Your licensing officer may generate marketing materials detailing non-confidential information packages to share with potential company licensees or potential investors, including the creation of an in-depth listing on our website, which is updated on an ongoing basis. Supporting materials may include a one-page summary outlining the benefits of technology, publications and published patent applications or issued patents.

Once interested licensees are identified, an inventor may be the best person to describe the details of the invention and its technical advantages. The most successful technology transfer results are obtained when the inventor and the licensing professional work together as a team to market and promote the use of the technology.

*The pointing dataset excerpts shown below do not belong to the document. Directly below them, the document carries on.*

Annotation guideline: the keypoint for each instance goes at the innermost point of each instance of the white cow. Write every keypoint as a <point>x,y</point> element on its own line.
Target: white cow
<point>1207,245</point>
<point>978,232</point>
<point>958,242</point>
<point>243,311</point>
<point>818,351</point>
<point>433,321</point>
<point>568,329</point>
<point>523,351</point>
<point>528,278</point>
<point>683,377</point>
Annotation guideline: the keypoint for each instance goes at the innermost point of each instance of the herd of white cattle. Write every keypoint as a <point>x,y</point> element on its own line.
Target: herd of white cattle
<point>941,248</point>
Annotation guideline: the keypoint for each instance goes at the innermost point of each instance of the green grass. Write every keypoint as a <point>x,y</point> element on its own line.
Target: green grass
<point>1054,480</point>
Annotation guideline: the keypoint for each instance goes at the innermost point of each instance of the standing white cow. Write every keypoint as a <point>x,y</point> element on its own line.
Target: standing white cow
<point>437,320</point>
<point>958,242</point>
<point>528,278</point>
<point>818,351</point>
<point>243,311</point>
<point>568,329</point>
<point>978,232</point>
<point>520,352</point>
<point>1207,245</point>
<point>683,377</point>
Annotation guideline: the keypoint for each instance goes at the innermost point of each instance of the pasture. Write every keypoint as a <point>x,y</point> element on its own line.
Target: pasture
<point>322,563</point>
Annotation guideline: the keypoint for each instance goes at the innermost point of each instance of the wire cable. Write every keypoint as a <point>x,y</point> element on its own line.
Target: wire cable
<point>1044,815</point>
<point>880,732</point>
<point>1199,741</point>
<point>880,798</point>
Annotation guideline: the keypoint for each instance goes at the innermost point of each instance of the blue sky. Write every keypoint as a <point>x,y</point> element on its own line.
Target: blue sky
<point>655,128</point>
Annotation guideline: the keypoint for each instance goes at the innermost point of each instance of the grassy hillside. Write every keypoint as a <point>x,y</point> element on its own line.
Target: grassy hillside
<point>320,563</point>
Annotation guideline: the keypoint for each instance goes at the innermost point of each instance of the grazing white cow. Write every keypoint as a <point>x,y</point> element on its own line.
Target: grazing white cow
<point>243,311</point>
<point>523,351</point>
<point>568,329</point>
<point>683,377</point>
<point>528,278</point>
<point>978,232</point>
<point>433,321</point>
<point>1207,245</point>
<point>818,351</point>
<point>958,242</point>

Commercializing Your Invention 

After we have identified the right party to take your technology to market, the next step is to negotiate a license agreement. The TLO pursues commercial license agreements with companies that are committed to commercializing MIT’s inventions.

Product Development 

After obtaining a license, the licensee will continue the development of the technology and make investments to develop a product or service incorporating or using the MIT technology. Most licensees continue to develop an invention with the goal of meeting a market need and making the technology robust for volume commercialization.

A licensee's development may include additional testing, prototyping for manufacturability, durability and integrity, and further development to improve performance and other characteristics. Documentation for training, installation, and marketing is also often created during this phase. Benchmarking tests are often required to demonstrate the product/service advantages and to position the product in the market.

The TLO maintains an ongoing working relationship with each licensee over the term of the license agreement to monitor progress toward the development and commercialization of products embodying or produced using MIT-licensed technology. 

Revenue, Reinvestment, and Relationships  

The revenues received from a licensed technology are shared with inventors (defined as named inventors on patents or authors of copyrighted materials) and among MIT departments, labs and centers, and the MIT General Fund. Revenues going to MIT entities are reinvested in additional research and education, thus fostering the creation of the next generation of MIT research, researchers and entrepreneurs. That said, the TLO believes that the rewards of an invention reaching the market are often more significant than the financial considerations alone.

Annual Licensing Fees

Annual license fees are typical.


Royalties are derived from the eventual sales of licensed products and services and can generate revenues that may be significant. Often, commercial sales may occur years after a license agreement is executed. The “inventors’ share” of royalties is divided equally among all inventors unless all inventors agree in writing to another distribution formula.

Distribution of yearly royalty revenue received occurs once a year, usually in the first quarter of the following MIT Fiscal Year.


The equity that MIT receives under a license agreement is distributed to all inventors in accordance with the same policy that governs the distribution of cash royalties. MIT typically liquidates its equity with a liquidation event such as a public offering or acquisition of the licensee.

License revenues paid to inventors are generally taxable and are reported as Form 1099 income. Consult a tax advisor for advice relating to your personal tax obligations.

  1. Deductions from Gross Revenue include a 15 percent administrative fee to cover the operating costs of the TLO, as well as any unreimbursed patent costs or other costs associated with the protection and defense of the intellectual property, and any payments due to third parties such as Joint Owners.
  2. Net Revenue is then distributed 33 percent to inventors, authors, or contributors (as applicable) and is divided equally between those inventors, authors, or contributors (unless they have all agreed in writing to an alternate distribution).
  3. The remaining Net Revenue is distributed evenly across the MIT General Fund, to be used for educational and research purposes, and academic departments, centers and labs, after adjustments are made to recover any remaining MIT unreimbursed patent costs.